Patch Testing, Irritation and Sensitization: Safety Testing in Cosmetics


When talking about testing a product for its safety, companies or manufacturers should understand that the product is not merely fulfilling the safety regulations and blindly following the guidelines. The approach to testing must keep the safety of consumers in mind as well as result in a product that meets their needs.

Patch testing, in particular, is used extensively and is a well-recognized diagnostic tool for testing product safety. Even with advancements in techniques, this method still holds its position and is becoming a mandatory test, even for cosmetics.

When planning a product’s patch testing , an extensive thought process is essential various aspects must be reviewed many of which can only be determined through experience. General considerations must be understood about the methodology, which also should be constantly improvised with the new knowledge gained from each testing. The following is a brief overview of key testing aspects.

Regional Conditions

For skin irritation and sensitization studies, the methodology or protocol used for one set of volunteers in one region might not show the same response in the skin of another region, where the genetic makeup, climatic conditions, etc., may vary.

Also, one ingredient or product that is tested for safety in a given region might not be considered safe in another population in a different region. Hence, analysts must countercheck the same product or ingredient for its safety by doing the necessary tests before introducing the product into new markets.

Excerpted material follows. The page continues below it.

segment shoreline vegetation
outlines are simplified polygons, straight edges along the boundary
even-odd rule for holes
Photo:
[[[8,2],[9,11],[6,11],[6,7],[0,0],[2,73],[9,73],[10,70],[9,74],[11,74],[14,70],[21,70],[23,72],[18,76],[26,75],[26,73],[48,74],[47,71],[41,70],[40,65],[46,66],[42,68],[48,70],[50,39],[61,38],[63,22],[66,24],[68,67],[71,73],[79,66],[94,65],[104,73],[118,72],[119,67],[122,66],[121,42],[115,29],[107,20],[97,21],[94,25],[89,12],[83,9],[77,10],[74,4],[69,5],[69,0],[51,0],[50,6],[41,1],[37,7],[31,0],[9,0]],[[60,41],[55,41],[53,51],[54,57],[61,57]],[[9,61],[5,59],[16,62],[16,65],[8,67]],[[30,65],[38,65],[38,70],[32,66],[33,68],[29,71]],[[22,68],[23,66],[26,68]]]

As a case in point, an internal study by the author’s company assessed a skin cream in France for skin irritation and the same product was later tested in India for the same. Many of the French participants (approximately 70%) showed a significantly good response (2 or 2+) after a single, 24 hr patch test application of the product. Thus, in France, the data provided from volunteers supported the claim that the product was safe and it could be marketed there.

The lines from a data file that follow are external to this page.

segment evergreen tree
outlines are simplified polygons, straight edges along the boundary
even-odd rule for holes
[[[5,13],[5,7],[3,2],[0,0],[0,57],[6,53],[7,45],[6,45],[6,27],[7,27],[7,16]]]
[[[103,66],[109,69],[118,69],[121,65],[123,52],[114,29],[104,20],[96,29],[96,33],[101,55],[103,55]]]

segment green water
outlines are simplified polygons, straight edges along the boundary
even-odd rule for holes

However, in India, when the same product was tested—It elicited severe reactions. Therefore, the product could not be deemed safe or marketed in India.

Intended Use of the Product

The intended use of the product also must be determined and accordingly, the type of patch testing methodology planned; e.g., open patch, semi-occlusive, etc. The concentration of the product to be used for testing must be decided based on the lowest irritation concentration or through references. Examples of such products are shampoos, face washes or other such surfactant-based products, e.g., hair dyes.

The procedure and duration of the patch test will vary depending on the nature of the product. As such, the composition of the product to be tested must be known in detail. When testing products like deodorants, for example, they must be applied and kept open for a few minutes to allow for evaporation, and then occluded.

Method of Application

Similar to intended use—the method of application also changes, depending on the product type. Creams can be used as is, whereas shampoos must be diluted and deodorants, as stated above, should be kept open for some time and then occluded.

Also, the product cannot be deemed safe under in-use conditions based solely on patch testing data. However,  in-use testing should be performed under the conditions of intended use in a controlled setting. Another internal case study provides an example. A skin lightening cream passed the patch test for irritation but more than 10% of volunteers complained of lacrimation after its actual in-use testing.


If these key aspects are considered before carrying out a patch test, the results will more likely give the correct prediction and interpretation of potential irritancy and tolerance for a particular product. All of these factors make for the correct use of a test method or diagnostic tool—while at the same time, following ethics and proper guidelines for carrying out successful clinical studies.